It stands as the deadliest militant attack on Indian forces in Kashmir since the insurgency began in 1989.

The bomber is reported to be Adil Dar, a high school dropout who left home in March 2018. He is believed to be between the ages of 19 and 21.

Soon after the attack Jaish-e-Mohammad released a video, which was then aired on the India Today TV channel. In it, a young man identified as Adil Dar spoke about what he described as atrocities against Kashmiri Muslims. He said he joined the banned group in 2018 and was eventually “assigned” the task of carrying out the attack in Pulwama.

He also said that by the time the video was released he would be in jannat (heaven).

Dar is one of many young Kashmiri men who have been radicalised in recent years. On Thursday, main opposition leader Rahul Gandhi said that the number of Kashmiri men joining militancy had risen from 88 in 2016 to 191 in 2018.

India has been accused of using brutal tactics to put down protests in Kashmir – with thousands of people sustaining eye injuries from pellet guns used by security forces.

What’s the reaction?

“We will give a befitting reply, our neighbour will not be allowed to de-stabilise us,” said Prime Minister Modi.

Mr Gandhi and two former Indian chief ministers of Jammu and Kashmir all condemned the attack and expressed their condolences.

The attack has also been widely condemned around the world, including by the US and the UN Secretary General.

The White House called on Pakistan to “end immediately the support and safe haven provided to all terrorist groups operating on its soil”.

Pakistan said it strongly rejected any attempts “to link the attack to Pakistan without investigations”.

What’s the background?

There have been at least 10 suicide attacks since 1989 but this is only the second suicide attack to use a car.

Prior to Thursday’s bombing, the deadliest attack on Indian security forces in Kashmir this century came in 2002, when militants killed at least 31 people at an army base in Kaluchak near Jammu, most of them civilians and relatives of soldiers.

At least 19 Indian soldiers were killed when militants stormed a base in Uri in 2016. Delhi blamed that attack on the Pakistani state, which denied any involvement.

The latest attack also follows a spike in violence in Kashmir that came about after Indian forces killed a popular militant, 22-year-old Burhan Wani, in 2016.

More than 500 people were killed in 2018 – including civilians, security forces and militants – the highest such toll in a decade.

India and Pakistan have fought three wars and a limited conflict since independence from Britain in 1947 – all but one were over Kashmir.

Who are Jaish-e-Mohammad?

Started by cleric Masood Azhar in 2000, the group has been blamed for attacks on Indian soil in the past, including one in 2001 on the parliament in Delhi which took India and Pakistan to the brink of war.

Most recently, the group was blamed for attacking an Indian air force base in 2016 near the border in Punjab state.
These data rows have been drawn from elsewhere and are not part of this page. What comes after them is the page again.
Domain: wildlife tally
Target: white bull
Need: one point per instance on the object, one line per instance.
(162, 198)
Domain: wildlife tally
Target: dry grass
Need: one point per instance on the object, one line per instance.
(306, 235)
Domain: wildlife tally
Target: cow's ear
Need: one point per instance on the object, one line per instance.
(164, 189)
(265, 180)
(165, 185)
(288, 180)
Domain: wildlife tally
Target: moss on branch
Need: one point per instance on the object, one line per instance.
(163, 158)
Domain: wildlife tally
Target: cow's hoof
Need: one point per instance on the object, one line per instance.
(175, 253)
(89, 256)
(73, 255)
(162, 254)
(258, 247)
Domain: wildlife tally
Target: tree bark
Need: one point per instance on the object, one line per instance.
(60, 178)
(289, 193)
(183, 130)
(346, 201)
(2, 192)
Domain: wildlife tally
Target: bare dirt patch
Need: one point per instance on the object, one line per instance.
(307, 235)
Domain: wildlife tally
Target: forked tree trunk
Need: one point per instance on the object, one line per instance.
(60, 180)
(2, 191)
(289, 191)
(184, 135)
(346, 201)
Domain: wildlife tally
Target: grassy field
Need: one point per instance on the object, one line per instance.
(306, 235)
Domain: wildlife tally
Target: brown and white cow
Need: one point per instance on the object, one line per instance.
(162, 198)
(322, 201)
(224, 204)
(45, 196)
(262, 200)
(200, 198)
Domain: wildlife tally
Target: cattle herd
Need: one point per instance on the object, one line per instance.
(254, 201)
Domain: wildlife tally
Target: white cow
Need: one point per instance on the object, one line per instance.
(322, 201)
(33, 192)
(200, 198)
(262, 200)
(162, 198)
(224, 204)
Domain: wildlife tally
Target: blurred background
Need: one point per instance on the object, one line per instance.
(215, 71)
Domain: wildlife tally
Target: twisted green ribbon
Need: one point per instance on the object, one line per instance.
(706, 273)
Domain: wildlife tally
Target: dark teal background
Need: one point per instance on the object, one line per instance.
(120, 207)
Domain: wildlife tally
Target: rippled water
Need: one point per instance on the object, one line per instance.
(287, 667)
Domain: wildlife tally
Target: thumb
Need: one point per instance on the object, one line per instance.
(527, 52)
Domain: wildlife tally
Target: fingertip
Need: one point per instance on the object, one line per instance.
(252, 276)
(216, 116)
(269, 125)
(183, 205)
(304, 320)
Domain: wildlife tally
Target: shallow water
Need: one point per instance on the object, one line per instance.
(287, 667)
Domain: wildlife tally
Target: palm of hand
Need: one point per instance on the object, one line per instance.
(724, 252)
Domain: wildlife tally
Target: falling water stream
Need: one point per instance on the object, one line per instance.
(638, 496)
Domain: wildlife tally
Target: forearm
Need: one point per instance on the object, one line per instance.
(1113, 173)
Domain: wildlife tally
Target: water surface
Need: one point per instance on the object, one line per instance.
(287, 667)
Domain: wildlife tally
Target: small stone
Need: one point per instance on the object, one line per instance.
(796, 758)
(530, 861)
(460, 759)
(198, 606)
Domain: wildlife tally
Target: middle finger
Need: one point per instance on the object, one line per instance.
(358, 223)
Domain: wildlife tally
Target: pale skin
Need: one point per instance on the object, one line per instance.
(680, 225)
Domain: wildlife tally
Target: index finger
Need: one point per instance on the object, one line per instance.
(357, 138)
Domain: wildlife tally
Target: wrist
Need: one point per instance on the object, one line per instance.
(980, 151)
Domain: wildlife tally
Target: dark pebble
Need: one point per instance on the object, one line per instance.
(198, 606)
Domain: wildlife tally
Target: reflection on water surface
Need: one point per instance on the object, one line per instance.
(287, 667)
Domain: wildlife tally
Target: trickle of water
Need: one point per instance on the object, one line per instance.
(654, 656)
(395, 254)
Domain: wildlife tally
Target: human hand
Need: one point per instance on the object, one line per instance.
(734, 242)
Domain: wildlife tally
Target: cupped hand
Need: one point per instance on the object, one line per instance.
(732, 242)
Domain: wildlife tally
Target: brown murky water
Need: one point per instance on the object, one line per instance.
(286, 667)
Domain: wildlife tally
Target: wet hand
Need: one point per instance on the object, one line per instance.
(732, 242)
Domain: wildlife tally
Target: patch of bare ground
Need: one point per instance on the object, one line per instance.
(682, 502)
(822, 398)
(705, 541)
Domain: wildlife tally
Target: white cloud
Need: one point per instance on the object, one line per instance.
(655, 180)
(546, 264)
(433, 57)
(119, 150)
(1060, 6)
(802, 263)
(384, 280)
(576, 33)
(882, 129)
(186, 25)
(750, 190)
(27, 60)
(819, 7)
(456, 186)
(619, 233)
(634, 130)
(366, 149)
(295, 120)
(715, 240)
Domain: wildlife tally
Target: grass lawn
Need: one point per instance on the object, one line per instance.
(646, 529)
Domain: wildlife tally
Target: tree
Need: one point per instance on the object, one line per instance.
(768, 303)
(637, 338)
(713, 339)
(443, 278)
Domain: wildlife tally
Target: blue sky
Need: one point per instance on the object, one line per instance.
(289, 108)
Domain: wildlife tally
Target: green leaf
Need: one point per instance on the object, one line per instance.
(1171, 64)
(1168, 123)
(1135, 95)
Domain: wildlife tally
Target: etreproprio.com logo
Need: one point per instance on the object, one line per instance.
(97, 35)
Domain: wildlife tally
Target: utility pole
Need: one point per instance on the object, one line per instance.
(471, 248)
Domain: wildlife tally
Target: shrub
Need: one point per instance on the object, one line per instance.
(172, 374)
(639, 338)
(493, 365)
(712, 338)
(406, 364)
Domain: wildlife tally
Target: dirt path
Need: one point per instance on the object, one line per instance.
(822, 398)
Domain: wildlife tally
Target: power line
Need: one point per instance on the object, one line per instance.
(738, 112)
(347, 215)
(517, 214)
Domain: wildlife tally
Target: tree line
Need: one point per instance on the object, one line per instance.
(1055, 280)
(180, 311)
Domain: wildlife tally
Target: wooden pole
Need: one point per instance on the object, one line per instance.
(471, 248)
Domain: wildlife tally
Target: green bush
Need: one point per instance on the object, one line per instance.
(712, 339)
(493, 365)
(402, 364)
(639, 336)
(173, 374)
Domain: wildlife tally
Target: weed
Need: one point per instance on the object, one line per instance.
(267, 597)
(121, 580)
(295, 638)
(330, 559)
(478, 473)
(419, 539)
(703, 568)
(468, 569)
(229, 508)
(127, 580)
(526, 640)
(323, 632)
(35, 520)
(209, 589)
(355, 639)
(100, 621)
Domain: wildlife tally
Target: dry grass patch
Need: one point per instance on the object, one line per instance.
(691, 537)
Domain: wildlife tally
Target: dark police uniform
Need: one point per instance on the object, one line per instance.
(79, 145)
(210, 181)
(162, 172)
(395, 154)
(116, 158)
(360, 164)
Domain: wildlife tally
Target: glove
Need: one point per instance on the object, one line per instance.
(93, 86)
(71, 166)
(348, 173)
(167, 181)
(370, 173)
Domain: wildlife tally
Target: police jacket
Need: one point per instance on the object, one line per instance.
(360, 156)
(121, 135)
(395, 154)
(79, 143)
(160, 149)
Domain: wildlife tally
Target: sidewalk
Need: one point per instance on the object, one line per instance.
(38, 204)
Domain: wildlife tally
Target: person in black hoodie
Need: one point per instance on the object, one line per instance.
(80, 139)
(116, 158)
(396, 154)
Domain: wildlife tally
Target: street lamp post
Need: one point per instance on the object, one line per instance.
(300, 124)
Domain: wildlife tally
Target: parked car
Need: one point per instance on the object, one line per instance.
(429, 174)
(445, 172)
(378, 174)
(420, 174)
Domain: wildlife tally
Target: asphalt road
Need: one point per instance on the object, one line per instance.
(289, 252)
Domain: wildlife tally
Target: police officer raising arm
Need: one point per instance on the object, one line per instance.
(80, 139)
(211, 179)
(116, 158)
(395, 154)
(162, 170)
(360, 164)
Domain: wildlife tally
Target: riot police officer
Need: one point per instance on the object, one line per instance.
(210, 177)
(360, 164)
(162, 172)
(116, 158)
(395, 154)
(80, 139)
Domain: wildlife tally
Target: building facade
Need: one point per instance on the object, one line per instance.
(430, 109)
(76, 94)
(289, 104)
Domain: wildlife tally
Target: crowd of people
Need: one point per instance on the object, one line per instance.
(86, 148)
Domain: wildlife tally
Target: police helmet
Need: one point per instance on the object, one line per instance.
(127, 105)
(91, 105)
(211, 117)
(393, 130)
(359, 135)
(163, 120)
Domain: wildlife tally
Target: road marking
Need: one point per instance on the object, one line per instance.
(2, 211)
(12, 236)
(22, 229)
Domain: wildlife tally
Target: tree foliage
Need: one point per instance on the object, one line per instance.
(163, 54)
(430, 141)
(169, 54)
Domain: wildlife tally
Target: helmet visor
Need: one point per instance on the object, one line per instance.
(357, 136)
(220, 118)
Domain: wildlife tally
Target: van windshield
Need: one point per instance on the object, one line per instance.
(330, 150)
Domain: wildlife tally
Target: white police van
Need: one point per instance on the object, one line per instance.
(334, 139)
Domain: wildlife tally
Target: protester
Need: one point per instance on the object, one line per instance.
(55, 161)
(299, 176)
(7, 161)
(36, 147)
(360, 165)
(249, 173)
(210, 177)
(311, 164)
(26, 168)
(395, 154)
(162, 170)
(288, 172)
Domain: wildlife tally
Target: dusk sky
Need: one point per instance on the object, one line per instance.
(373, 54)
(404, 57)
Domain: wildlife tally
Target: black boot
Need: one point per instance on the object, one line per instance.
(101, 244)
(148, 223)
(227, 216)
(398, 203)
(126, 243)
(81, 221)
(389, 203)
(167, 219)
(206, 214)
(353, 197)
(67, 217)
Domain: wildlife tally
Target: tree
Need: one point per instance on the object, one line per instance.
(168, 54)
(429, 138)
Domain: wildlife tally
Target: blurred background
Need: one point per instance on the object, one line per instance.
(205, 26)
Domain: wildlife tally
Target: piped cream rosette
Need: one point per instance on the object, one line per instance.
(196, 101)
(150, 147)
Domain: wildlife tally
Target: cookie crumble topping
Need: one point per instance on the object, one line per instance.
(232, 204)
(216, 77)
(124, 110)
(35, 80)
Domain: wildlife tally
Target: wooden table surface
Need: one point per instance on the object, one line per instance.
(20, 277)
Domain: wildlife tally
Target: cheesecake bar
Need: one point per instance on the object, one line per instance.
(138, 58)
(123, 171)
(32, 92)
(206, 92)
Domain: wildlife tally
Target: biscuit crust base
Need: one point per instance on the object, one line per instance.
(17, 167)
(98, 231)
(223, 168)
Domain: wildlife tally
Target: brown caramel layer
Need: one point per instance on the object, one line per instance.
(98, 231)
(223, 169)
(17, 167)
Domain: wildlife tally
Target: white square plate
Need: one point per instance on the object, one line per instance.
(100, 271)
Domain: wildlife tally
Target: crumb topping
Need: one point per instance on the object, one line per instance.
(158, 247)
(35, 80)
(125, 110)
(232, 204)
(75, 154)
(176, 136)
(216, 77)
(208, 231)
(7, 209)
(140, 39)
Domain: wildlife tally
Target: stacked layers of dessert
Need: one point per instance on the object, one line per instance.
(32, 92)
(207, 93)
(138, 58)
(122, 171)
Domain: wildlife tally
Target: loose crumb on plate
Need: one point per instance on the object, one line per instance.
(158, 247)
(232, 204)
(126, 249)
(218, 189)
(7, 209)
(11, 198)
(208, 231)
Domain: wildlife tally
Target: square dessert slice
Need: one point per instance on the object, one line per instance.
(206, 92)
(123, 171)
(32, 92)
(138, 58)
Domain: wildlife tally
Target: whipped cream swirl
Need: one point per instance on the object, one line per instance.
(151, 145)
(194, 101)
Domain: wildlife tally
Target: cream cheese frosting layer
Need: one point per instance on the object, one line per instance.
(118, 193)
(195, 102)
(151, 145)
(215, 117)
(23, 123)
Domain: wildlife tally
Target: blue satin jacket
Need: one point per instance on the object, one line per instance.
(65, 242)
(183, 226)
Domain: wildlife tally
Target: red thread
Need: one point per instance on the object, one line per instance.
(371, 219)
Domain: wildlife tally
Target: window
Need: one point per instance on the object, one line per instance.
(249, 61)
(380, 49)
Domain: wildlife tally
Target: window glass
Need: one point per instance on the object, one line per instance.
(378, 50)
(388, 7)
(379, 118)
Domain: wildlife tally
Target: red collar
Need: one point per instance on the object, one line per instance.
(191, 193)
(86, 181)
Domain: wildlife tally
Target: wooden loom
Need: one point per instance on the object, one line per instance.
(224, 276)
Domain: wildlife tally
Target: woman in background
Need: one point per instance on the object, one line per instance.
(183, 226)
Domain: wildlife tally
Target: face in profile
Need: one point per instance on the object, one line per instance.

Seven Indian security personnel and six militants were killed.

It has been designated a “terrorist” organisation by India, the UK, US and UN and has been banned in Pakistan since 2002.

However Masood Azhar remains at large and is reportedly based in the Bahawalpur area in Pakistan’s Punjab province.

India has demanded his extradition from Pakistan but Islamabad has refused, citing a lack of proof.